Yesterday, I transferred the first half-dozen of the 15 plants I ordered in February and March, a beautiful healthy batch from Laurel’s Heirlooms in Southern California, into their rootpouches. Chocolate Amazon (I bless the tomato developers for this one every year, because Paul Robeson, alas, just won’t grow for me), Chocolate Stripes (ditto), Tati’s Wedding (a tasty, prolific, almost seedless, all-purpose red variety), and Ruby Gold (aka Gold Medal, deep orange striped with red) are all on my ‘must have’ list (I missed out on my beloved Bearclaw, because it was sold out by the time I got around to making my reservations!)
Because I have a vivid imagination, Laurel’s online descriptions lured me into swapping Momotaro Gold for my usual Momotaro (reputedly Dolly Parton’s favorite tomato), and Wee Tang Shebang for Blondkopfchen. (If I ever come into a fortune sufficient for a large sunny yard & the hire of several strong assistants to do the heavy lifting for me, more Laurel heirlooms will be one of my first splurges!)
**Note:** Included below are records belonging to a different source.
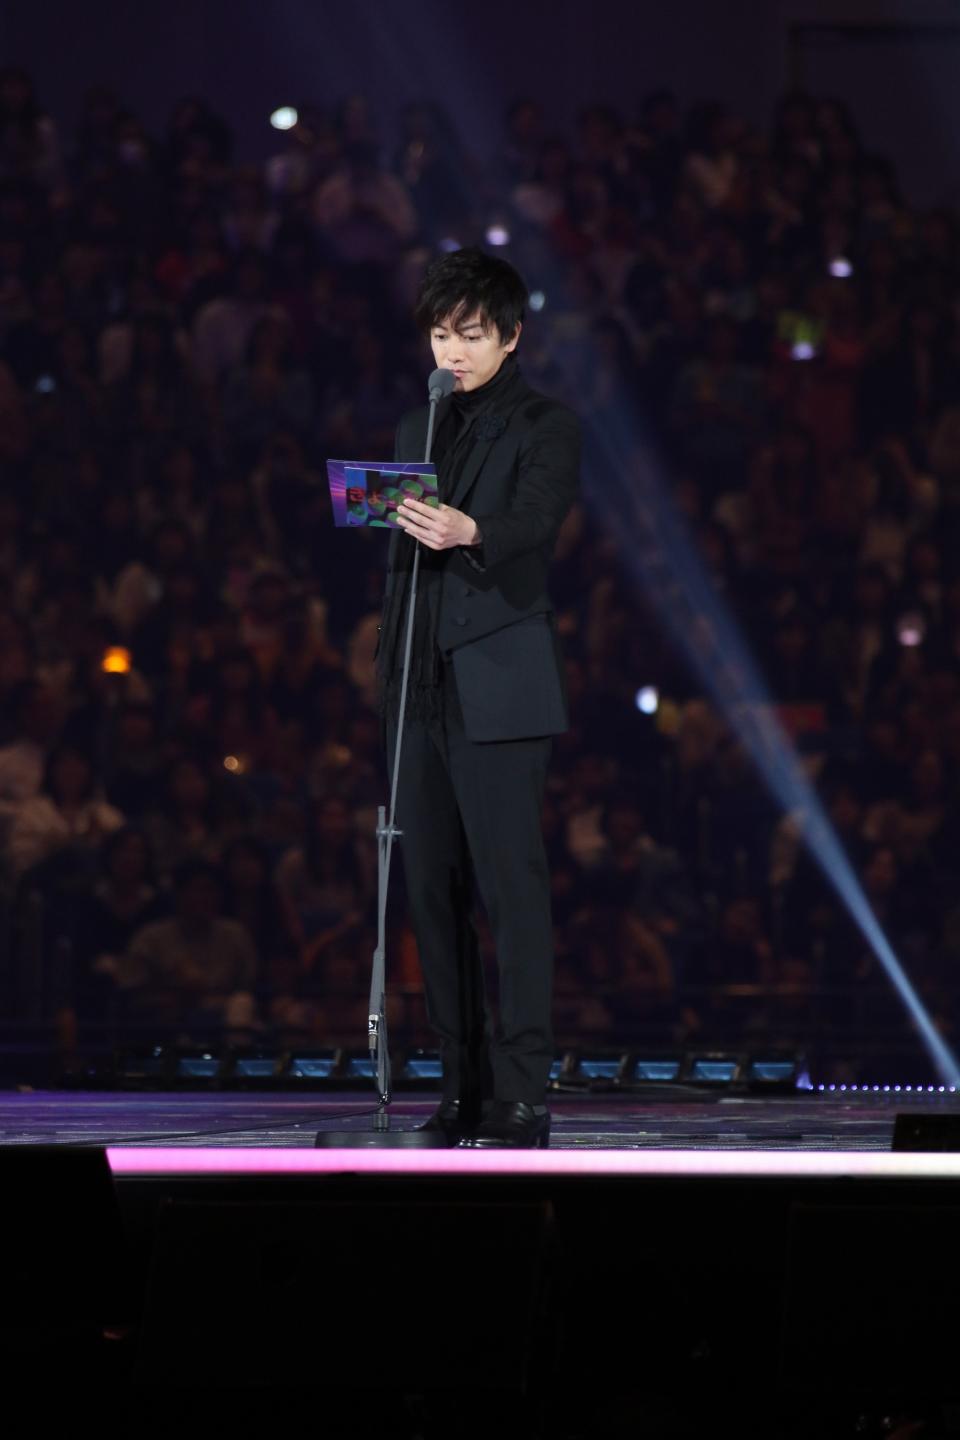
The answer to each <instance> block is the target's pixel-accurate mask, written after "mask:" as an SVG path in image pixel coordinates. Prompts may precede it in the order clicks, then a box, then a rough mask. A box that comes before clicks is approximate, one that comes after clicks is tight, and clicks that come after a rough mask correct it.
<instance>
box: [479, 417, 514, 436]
mask: <svg viewBox="0 0 960 1440" xmlns="http://www.w3.org/2000/svg"><path fill="white" fill-rule="evenodd" d="M505 429H507V420H505V419H504V416H502V415H478V416H476V423H475V425H474V439H475V441H495V439H497V438H498V436H499V435H502V433H504V431H505Z"/></svg>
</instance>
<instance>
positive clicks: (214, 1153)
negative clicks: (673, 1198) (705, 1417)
mask: <svg viewBox="0 0 960 1440" xmlns="http://www.w3.org/2000/svg"><path fill="white" fill-rule="evenodd" d="M107 1156H108V1159H109V1166H111V1169H112V1172H114V1175H154V1176H157V1175H177V1176H189V1175H597V1176H599V1175H623V1176H643V1175H649V1176H655V1175H671V1176H743V1178H748V1176H754V1178H771V1179H774V1178H833V1179H872V1178H885V1179H894V1178H900V1176H904V1178H917V1179H960V1155H913V1153H910V1155H904V1153H897V1155H891V1153H889V1152H887V1151H802V1152H800V1151H774V1152H759V1151H652V1149H651V1151H522V1152H520V1153H511V1152H510V1151H491V1152H482V1151H478V1152H458V1151H439V1152H438V1151H416V1149H410V1151H390V1149H384V1151H376V1149H348V1151H314V1149H307V1148H304V1149H292V1148H291V1149H253V1148H252V1149H240V1148H236V1146H219V1148H213V1146H204V1148H197V1149H187V1148H174V1146H142V1148H141V1146H111V1148H109V1149H108V1151H107Z"/></svg>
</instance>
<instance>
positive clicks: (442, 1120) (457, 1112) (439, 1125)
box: [417, 1100, 471, 1145]
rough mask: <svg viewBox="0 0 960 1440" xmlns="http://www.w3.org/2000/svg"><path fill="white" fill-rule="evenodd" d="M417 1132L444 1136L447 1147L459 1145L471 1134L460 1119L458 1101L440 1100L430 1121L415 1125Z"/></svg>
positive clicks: (451, 1100) (425, 1121) (431, 1117)
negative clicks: (421, 1131)
mask: <svg viewBox="0 0 960 1440" xmlns="http://www.w3.org/2000/svg"><path fill="white" fill-rule="evenodd" d="M417 1130H430V1132H439V1133H440V1135H443V1136H445V1139H446V1143H448V1145H459V1143H461V1142H462V1140H463V1139H466V1138H468V1136H469V1133H471V1130H469V1128H468V1126H466V1125H465V1122H463V1120H462V1119H461V1102H459V1100H440V1103H439V1104H438V1107H436V1110H435V1112H433V1115H432V1116H430V1119H429V1120H425V1122H423V1125H417Z"/></svg>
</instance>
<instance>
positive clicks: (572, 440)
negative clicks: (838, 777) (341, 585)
mask: <svg viewBox="0 0 960 1440" xmlns="http://www.w3.org/2000/svg"><path fill="white" fill-rule="evenodd" d="M525 302H527V291H525V287H524V282H522V279H521V278H520V275H518V274H517V271H515V269H514V268H512V266H511V265H508V264H507V262H505V261H501V259H497V258H494V256H491V255H486V253H484V252H482V251H479V249H462V251H456V252H455V253H452V255H445V256H442V258H440V259H439V261H436V262H435V264H433V265H432V266H430V268H429V271H427V274H426V276H425V281H423V287H422V291H420V297H419V301H417V308H416V318H417V323H419V325H420V328H422V330H423V333H425V334H426V336H429V340H430V346H432V348H433V359H435V361H436V364H438V367H442V369H448V370H452V372H453V379H455V387H453V393H452V395H450V396H449V397H448V399H445V400H442V402H440V403H439V406H438V418H436V438H435V446H433V459H435V461H436V467H438V477H439V494H440V505H439V508H430V507H429V505H425V504H422V503H419V501H415V500H407V501H404V503H403V504H402V507H400V510H399V514H397V518H399V524H400V527H402V531H403V533H399V531H397V533H394V534H393V536H391V537H390V554H389V570H387V583H386V596H384V606H383V619H381V625H380V639H379V647H377V674H379V681H380V696H381V713H383V721H384V740H386V749H387V762H389V766H390V772H393V757H394V753H396V737H397V713H399V693H400V677H402V668H403V651H404V632H406V616H407V595H409V580H410V567H412V563H413V554H415V549H416V544H417V543H419V544H420V546H422V554H420V572H419V585H417V598H416V611H415V632H413V651H412V670H410V683H409V693H407V710H406V724H404V733H403V742H402V749H400V779H399V788H397V824H399V828H400V831H402V835H403V838H402V841H400V850H402V854H403V865H404V874H406V881H407V896H409V901H410V912H412V922H413V930H415V935H416V940H417V948H419V955H420V966H422V971H423V981H425V991H426V1002H427V1015H429V1020H430V1024H432V1027H433V1030H435V1031H436V1034H438V1037H439V1041H440V1050H442V1056H443V1100H442V1103H440V1106H439V1109H438V1112H436V1115H435V1116H433V1117H432V1119H430V1120H429V1122H427V1126H429V1128H430V1129H436V1130H442V1132H443V1135H445V1138H446V1139H448V1140H449V1142H450V1143H452V1145H456V1143H461V1145H466V1146H472V1148H482V1146H525V1148H530V1146H541V1145H547V1142H548V1135H550V1115H548V1112H547V1107H545V1104H544V1099H545V1089H547V1080H548V1074H550V1064H551V1060H553V1034H551V1024H550V1011H551V989H553V923H551V912H550V877H548V871H547V860H545V852H544V844H543V834H541V804H543V792H544V783H545V773H547V762H548V757H550V750H551V739H550V737H551V736H553V734H557V733H560V732H563V730H566V729H567V723H569V721H567V696H566V683H564V670H563V658H561V654H560V648H558V641H557V634H556V628H554V613H553V605H551V600H550V596H548V593H547V570H548V564H550V559H551V554H553V549H554V544H556V540H557V533H558V530H560V526H561V524H563V520H564V516H566V514H567V511H569V510H570V505H571V504H573V501H574V498H576V495H577V490H579V469H580V426H579V422H577V419H576V416H574V415H573V413H571V412H570V410H569V409H567V408H566V406H563V405H558V403H557V402H554V400H550V399H547V397H545V396H543V395H538V393H537V392H535V390H533V389H531V387H530V386H528V384H527V382H525V380H524V379H522V376H521V373H520V367H518V364H517V359H515V354H514V351H515V350H517V343H518V340H520V334H521V328H522V320H524V310H525ZM426 428H427V409H426V406H425V408H423V409H419V410H413V412H412V413H409V415H406V416H403V419H402V420H400V425H399V428H397V444H396V459H404V461H417V459H423V451H425V442H426ZM474 881H476V888H478V890H479V896H481V899H482V903H484V909H485V912H486V916H488V919H489V926H491V932H492V936H494V943H495V948H497V962H498V972H499V1021H498V1024H497V1027H495V1030H492V1031H491V1025H489V1015H488V1008H486V999H485V994H484V976H482V966H481V958H479V946H478V937H476V929H475V923H474V917H472V891H474Z"/></svg>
I’ve got another batch of plants coming in from White Flower Farm, including Cherokee Purple (my top ‘recommended for all growers’ variety — one of the first to ripen, the last to stop setting fruit in the fall, and the most resistant to various blights), Ramapo, and multiple Chocolate Sprinkles cherry tomatoes (because those are the only variety Spousal Unit consistently asks for by name). And a couple more from Burpee, since I was ordering a specific begonia from them anyways, and Spousal Unit likes their Steak Sandwich because one slice can be just the right size & consistency to top his burgers.
And maybe, depending on what shows up at my local Mahoneys / Volante greenhouses, there may be just one or two more plants we can’t resist. This may be the *best* time of the year for me, when it comes to tomato gardening — all of the dreams, none of the exhaustion / disillusionment!
Picking “The Best Tomato Plants” is so very much a personal choice — not only do everyone’s tastes differ, but some varieties just don’t ‘translate’ from their native lands. (The Midwestern favorite Brandywines, for instance; I’ve tried and failed / been less than impressed by at least half a dozen different Brandywine types over the past 25 years. Even the local professionals are apologetic about their Brandywines — excuses are made about ‘special soil microbes’ and ‘day length’.)
Which tomato types do *you* all choose to expend your time & effort on, this year and every year?
(Photo at top is from one of my earlier, most successful seasons — maybe 2014? Pretty sure that’s an unusually ugly twinned Chocolate Amazon on the left, a small Kelloggs Breakfast in the center, oblong Juliets on the right and Sun Gold cherry tomatoes right above them. No idea about the others, sorry.)
What’s going on in your garden(s), this week?